Like every system, it’s only as good as the data that goes into it. Planners need to appreciate a site’s issues and challenges and build in realistic timelines. Then, primed with quality content, the system:

  • Tracks planning progress – the system tracks the planning S-curve, keeping shutdown managers updated on how progress is going and where planning is falling behind. At a glance, managers know how planning is tracking in terms of maintenance tasks, resources, materials and documentation. Planners log the completion percentage for each activity, giving progress snapshots.
  • Makes it easy to drill down – clicking on the dashboard allows managers to drill down into the details of each job, giving them confidence around planning quality. Drawing functionality from the Quick Base platform, the system allows users to search any text in the system – quickly pulling up all related jobs – and ‘delve’ into graphs to see the data sitting behind them.
  • Supports data-driven decisions – the data gathered throughout the process makes it easy for managers to establish best practice and improve planning for the next shutdown. When shutdown managers can prove planning must be 80% complete four months out – and how long that takes – they know exactly when to mobilise their shutdown resources.
  • Provides a clear history of decisions – more often than not, the wish list of jobs for a shutdown exceeds the available budget or perhaps certain jobs fail to have a justifiable business case. The system provides a live single source of truth for the complete wish list of jobs with customisable in-built risk assessment and decision-making tools. The decision history for each individual job is recorded. So, if someone ever asks why a job was removed from the confirmed list, the history will provide the evidence.

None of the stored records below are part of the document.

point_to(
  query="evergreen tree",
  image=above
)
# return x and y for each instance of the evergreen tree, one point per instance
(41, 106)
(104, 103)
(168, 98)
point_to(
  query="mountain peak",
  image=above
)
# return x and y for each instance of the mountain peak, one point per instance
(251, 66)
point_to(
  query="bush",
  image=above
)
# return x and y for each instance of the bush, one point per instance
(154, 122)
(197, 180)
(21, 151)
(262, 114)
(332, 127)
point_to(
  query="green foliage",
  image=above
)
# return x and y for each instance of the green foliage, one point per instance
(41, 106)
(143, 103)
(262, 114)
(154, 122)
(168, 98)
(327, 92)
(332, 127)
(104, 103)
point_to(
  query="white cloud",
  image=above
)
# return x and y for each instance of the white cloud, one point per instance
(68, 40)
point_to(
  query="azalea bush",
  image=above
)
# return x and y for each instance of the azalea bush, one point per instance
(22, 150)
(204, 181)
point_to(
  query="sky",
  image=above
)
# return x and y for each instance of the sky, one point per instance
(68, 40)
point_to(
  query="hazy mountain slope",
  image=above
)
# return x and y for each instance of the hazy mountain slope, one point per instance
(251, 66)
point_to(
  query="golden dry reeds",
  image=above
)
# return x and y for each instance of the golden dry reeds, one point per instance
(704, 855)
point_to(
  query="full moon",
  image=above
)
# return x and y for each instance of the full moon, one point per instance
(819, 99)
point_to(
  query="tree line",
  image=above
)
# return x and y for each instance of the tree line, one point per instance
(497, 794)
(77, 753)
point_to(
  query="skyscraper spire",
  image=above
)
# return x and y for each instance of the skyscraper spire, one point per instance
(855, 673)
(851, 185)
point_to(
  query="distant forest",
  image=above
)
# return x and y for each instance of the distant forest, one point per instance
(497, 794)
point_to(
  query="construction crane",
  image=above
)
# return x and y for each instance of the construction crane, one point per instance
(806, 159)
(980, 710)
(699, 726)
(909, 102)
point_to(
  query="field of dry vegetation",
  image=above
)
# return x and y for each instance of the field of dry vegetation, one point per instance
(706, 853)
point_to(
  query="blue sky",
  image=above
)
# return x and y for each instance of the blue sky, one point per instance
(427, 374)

Flexible resourcing strategies

By its nature, shutdown planning needs ‘turn on/turn off’ resources. Most of our clients only need one or two planners permanently onsite year round and scale up to ten planners for the six or seven months prior to shutdown.

Some outsource the entire process to Beca. But most find a ‘salt and pepper’ approach works best, integrating our planning engineers, shutdown managers, schedulers, cost controllers, safety advisors and asset strategy advisers as needed. We often leave a couple of planners permanently onsite to ensure continuity and make the incoming team aware of what’s changed since they last went through the process. 

Significant savings

Plants that can confidently and repeatedly keep shutdown times to a minimum will save mining and industrial companies millions of dollars. For each day a shutdown runs over schedule, the opportunity cost of lost production plus the additional labour and materials costs add up astronomically.

By using smarter systems, primed with quality information – and flexible resources – shutdown cost blowouts could be a thing of the past. One less thing to keep plant managers awake at night.